Bassist Sammy Morales may call Puerto Rico his home, but he embraces the entire Latin Diaspora in his music. Born in the Bronx but relocating to San Juan, Morales creates compelling modern jazz built on a pan-Latin platform, ably erasing the boundary lines between Puerto Rico, Argentina, Spain, Brazil and Cuba on this, his longtime-coming debut.
Morales maintains an active playing career in Puerto Rico, but his work in education has kept him out of the spotlight. He puts his big ears to good use when working with various ensembles at the University of Puerto Rico and the InterAmerican University in San Juan, which also serve him well on this endeavor. Morales effortlessly merges styles, moods and colors, steering his quintet through his self-penned tales while orating with his bass and mind.
The blend of electric guitar, piano, electric bass, accordion and drums is fairly uncommon, but it's actually the players' personalities, not the instruments, that really define the sound of this group. Guitarist Gabriel Vicéns
is a modernist through and through, but duende
dwells in his heart and hands. Drummer Mario Pereira effortlessly shifts between different feels, brings his gentle, yet propulsive cymbal touch to bear on numerous occasions, and provides a musical heartbeat when necessary ("Las Preguntas"). Pianist Liza Micelli
proves to be the most extroverted personality of the bunch early on, but later investigates a more nuanced approach, delivering chops-heavy solos or gracefully tracing around the shapes in her path in understated fashion. Accordionist Ricky Martinez
touches on Mediterranean moods and alludes to Argentina on occasion, but steers clear of Astor Piazzolla
and Nuevo Tango; he's his own man with the squeeze box.
Morales is both a solid and dependable traveling companion for the others and a seductive solo voice. He gets a warm-toned, middle-of-the-road sound out of his instrument, avoiding slapping antics and high-end hijinx that make so many electric bassists seem out of place in these types of settings. He may play electric bass, but he doesn't make a circus out of it.

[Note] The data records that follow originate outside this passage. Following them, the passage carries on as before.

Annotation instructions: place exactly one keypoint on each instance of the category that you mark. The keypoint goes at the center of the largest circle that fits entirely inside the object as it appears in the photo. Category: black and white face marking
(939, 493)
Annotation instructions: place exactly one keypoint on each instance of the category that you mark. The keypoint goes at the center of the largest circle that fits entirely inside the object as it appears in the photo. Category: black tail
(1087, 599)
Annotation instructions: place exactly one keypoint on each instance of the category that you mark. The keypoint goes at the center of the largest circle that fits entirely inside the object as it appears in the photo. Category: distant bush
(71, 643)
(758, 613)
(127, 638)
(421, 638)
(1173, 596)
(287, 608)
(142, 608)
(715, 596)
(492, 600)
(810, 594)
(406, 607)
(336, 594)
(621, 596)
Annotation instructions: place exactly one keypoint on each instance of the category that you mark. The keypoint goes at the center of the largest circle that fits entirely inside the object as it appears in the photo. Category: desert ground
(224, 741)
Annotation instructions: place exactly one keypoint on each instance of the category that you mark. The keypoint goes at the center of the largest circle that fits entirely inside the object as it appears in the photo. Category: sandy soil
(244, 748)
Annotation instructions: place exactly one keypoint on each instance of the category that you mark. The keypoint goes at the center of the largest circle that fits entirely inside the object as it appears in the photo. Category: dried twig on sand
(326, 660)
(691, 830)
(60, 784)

The music can carry itself with a Brazilian air ("Las Preguntas"), move with "Caravan"-meets-Cuba modernity ("Rumbita") or soak in its own mellowness ("Pequeno Pintor"), but it's never firmly ensconced in any single place. Each of these songs carries multiple passports and touches on different experiences. Morales makes music that speaks with authority, but thrives on ingenuity. That's what SM Quinteto is all about.
Track Listing: Vals para Gaby; Las Preguntas; Pequeño Pintor; Rumbita; Ni bomba, Ni fuga, Ni ná; El Reposo; Soledad Imperfecta; Canto al Sur; Desamor.
Personnel: Sammy Morales: bass; Gabriel Vicéns: guitar; Liza Micelli: piano, keyboards; Mario Pereira: drums; Ricky Martinez: accordion, flute.